The downturn appears to have taken hold quite suddenly and dramatically with the group posting a series of consecutive quarterly sales increases in 2022.

Last August, Humphreys said he believed the company’s decision in the previous year to decrease production levels and purchase less price-inflated cotton, “proved to be strategically sound, but the significant one-time cost impacts of that decision greatly impacted our operating results this quarter and year-to-date.”

Then last month Delta Apparel revealed to the US Securities Exchange Commission (SEC) that Humphreys has tended his resignation effective 29 June. The company appointed Tim Pruban as its chief restructuring officer who would also advise on succession planning following Humphrey’s departure.

Justin Grow, EVP and chief administrative officer and Matthew Miller, president of Delta Group also submitted their resignations.

How close is Delta Apparel to bankruptcy?

The company has moved to end its on-demand digital solution, which had looked promising.

The DTG2Go unit, which was announced in October, was first launched as its ‘On-Demand DC’ in 2020, a solution for retailers and brands to grow their business utilising an integrated, on-demand fulfilment model.

The DTG2Go ‘On-Demand DC’ digital solution aimed to provide retailers immediate access to DTG2Go’s broad network of print and fulfilment facilities, while offering the scalability to integrate digital fulfilment within the retailer’s own distribution facility.

It expanded this across several locations in recent years as it aimed to integrate DTG2Go’s digital print and fulfilment platform with Delta Apparel‘s blank garment distribution network.

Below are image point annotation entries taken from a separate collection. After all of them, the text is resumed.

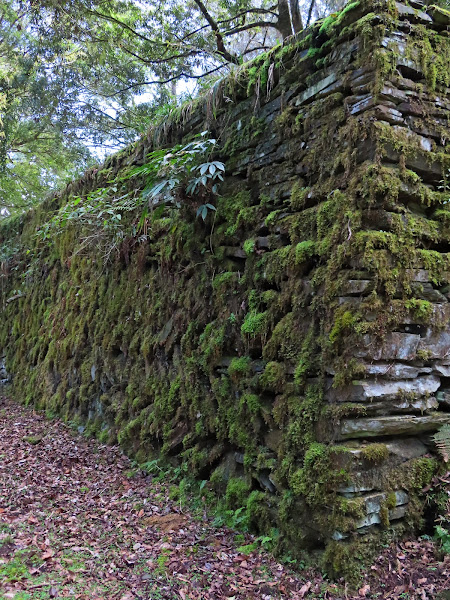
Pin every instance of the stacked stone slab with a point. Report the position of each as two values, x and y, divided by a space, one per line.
295 352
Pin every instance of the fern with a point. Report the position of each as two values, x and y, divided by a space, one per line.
442 440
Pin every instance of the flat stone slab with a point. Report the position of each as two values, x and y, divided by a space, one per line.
393 425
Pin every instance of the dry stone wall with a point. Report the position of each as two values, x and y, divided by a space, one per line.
294 349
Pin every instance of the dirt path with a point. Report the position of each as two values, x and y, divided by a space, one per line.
76 522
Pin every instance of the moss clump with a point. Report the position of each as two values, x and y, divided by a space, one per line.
239 367
304 251
273 376
237 492
255 323
249 247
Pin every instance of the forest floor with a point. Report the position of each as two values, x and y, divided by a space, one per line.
76 521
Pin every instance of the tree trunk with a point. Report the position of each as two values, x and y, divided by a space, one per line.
289 18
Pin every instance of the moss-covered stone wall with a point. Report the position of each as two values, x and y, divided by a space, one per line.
294 348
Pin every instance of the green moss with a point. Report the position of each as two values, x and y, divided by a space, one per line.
249 247
239 367
237 493
255 323
273 376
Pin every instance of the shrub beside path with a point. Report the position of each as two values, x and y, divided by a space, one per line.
77 522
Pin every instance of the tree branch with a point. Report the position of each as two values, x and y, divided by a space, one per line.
221 50
250 26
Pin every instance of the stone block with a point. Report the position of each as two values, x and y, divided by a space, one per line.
392 425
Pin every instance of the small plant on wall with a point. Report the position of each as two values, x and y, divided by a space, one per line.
174 177
182 173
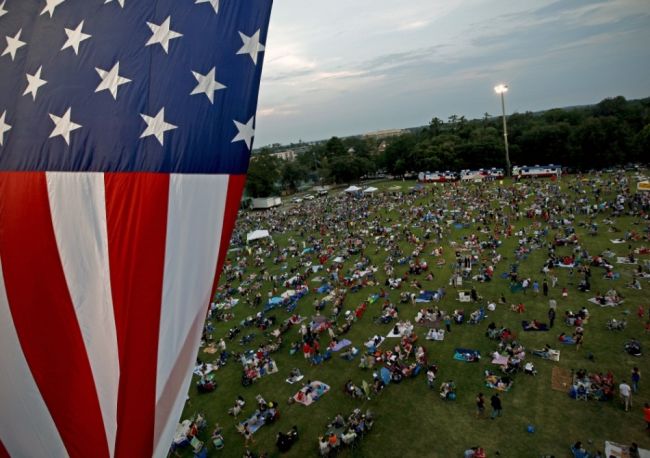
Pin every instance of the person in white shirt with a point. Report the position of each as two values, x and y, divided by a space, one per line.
626 394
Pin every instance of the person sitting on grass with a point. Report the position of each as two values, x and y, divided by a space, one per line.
448 390
323 446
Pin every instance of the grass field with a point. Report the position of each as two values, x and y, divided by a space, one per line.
411 419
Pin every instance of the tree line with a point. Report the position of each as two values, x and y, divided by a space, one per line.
613 132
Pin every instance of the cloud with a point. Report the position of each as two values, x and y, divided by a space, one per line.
344 67
277 111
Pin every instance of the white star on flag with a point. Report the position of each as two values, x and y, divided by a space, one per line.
13 43
246 132
252 45
50 5
4 127
75 37
111 80
162 34
207 84
157 126
34 82
214 3
63 126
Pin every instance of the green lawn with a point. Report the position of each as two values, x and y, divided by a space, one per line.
411 419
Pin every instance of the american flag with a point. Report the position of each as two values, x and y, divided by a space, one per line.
125 135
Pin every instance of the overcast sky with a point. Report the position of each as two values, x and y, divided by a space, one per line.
343 67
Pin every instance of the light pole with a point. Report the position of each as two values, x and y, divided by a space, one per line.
502 89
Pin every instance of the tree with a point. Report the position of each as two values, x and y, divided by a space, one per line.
292 174
263 175
334 147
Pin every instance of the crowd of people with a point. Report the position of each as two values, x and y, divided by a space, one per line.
409 253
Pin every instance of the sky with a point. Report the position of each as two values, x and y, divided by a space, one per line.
346 67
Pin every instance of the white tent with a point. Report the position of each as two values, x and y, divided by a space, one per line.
256 235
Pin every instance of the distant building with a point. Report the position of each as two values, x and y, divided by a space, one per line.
286 155
384 133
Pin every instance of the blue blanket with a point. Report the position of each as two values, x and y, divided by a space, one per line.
469 356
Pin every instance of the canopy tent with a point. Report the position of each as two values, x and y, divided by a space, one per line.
258 234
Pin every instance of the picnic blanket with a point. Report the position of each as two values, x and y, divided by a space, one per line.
495 382
208 368
402 330
501 360
341 345
561 379
435 334
324 289
607 303
541 326
316 391
469 356
254 422
426 296
371 342
552 355
292 380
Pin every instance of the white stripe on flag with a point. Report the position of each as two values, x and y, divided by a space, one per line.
195 216
26 426
78 208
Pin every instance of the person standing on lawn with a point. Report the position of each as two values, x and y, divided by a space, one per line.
495 401
626 394
551 317
480 405
636 378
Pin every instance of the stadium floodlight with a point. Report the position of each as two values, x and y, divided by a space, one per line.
502 89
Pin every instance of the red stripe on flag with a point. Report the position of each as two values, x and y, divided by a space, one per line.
136 213
44 315
233 201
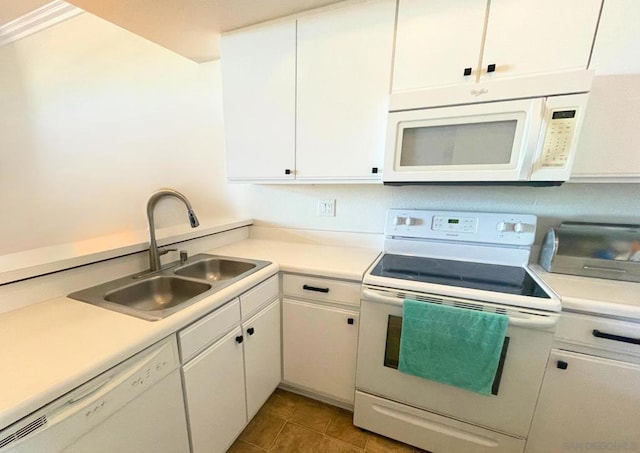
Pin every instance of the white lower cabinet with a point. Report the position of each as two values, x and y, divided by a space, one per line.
214 387
587 403
262 356
319 347
231 366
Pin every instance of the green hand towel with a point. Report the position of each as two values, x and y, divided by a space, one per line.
451 345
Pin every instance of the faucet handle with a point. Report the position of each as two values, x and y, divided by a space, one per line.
184 256
165 251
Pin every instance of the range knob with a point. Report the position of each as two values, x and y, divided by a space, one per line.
523 227
505 226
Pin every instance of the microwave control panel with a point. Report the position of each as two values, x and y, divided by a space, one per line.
558 139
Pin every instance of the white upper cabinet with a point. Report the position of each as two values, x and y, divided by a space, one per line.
440 41
309 105
617 46
436 41
258 83
344 72
609 144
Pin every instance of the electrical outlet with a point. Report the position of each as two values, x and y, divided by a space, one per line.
326 208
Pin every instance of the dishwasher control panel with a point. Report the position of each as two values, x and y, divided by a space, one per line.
93 402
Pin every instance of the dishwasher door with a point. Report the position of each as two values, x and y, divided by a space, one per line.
136 407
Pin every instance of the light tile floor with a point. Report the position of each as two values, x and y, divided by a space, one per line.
291 423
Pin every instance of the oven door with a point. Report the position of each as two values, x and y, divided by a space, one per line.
509 409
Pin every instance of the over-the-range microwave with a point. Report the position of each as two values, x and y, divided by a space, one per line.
524 141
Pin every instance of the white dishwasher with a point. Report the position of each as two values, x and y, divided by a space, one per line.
135 407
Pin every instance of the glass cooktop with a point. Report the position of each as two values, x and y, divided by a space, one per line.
487 277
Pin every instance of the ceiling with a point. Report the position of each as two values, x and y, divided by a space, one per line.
188 27
12 9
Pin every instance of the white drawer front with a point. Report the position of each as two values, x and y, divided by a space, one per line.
322 289
260 296
201 333
607 334
428 430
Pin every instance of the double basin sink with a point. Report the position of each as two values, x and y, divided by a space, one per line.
154 296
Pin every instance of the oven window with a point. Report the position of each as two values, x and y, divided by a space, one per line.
392 350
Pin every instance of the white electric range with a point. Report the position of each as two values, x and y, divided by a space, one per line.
470 260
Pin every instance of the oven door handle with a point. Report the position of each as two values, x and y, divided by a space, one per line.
532 321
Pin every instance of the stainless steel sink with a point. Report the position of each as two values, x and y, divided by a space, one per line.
215 269
156 295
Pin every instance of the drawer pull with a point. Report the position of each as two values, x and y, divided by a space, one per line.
315 288
610 336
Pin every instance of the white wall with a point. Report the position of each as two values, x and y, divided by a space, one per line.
93 119
362 208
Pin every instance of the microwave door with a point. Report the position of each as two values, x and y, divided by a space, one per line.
460 144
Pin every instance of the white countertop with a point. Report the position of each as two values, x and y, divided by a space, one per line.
597 296
51 347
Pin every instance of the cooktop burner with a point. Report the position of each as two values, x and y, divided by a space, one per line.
487 277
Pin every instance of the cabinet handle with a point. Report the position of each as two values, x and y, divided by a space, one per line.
315 288
610 336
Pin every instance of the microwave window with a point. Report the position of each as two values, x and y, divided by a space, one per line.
487 143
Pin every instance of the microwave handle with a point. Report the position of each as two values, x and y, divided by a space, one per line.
531 322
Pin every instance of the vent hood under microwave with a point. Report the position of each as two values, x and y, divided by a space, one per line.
521 131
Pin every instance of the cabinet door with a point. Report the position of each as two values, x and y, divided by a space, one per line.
435 41
319 348
344 71
526 37
214 389
258 82
617 46
262 356
591 404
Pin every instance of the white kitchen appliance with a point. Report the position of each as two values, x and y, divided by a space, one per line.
471 260
135 407
512 136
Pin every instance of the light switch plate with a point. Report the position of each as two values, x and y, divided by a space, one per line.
326 208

Delta Apparel also previously announced it was weighing options for its Salt Life fishing apparel brand last autumn, again, a brand that was performing relatively well.

Salt life was acquired in 2013 and grew into a highly profitable business with over $60m in revenue.

The brand’s products are offered in over 1,700 wholesale doors across 48 states and direct to-consumer via a growing ecommerce site as well as 25 branded retail stores spanning the US coastline from California to Florida to New York.”

Both announcements suggest Delta is in a real spot of bother and could use an instant cash boost.

“Bankruptcy is a very real possibility for Delta Apparel,” explained Saunders. “The group is in a financial mess and is struggling to maintain liquidity. There is talk of suppliers refusing to provide it with traditional credit terms for the supply of raw materials.

“Delta is also in default on several loan covenants. All of this points to a company that is running out of options. If things don’t change, the plug will soon be pulled.”

The group decided not to hold a conference call regarding its Q2 results. In fact, no commentary about the performance was offered at all.

However, its first quarter results shed some light on the current state of affairs. Delta Apparel confirmed its debt and inventory levels were down more than 20% year on year and it was nearing the completion of reducing its offshore manufacturing footprint down to two countries and consolidating production in its “more efficient Central American platform.”

But is it enough to futureproof the business?

Saunders is unsure, and calls for more drastic measures.

He believes the company needs an infusion of cash and to rationalise its production facilities.

“At the same time, it needs to pay down debt and lean more heavily into the direct-to-consumer business. Enacting all these things is a very tall order so it is highly questionable as to whether the company can engineer a turnaround,” he added.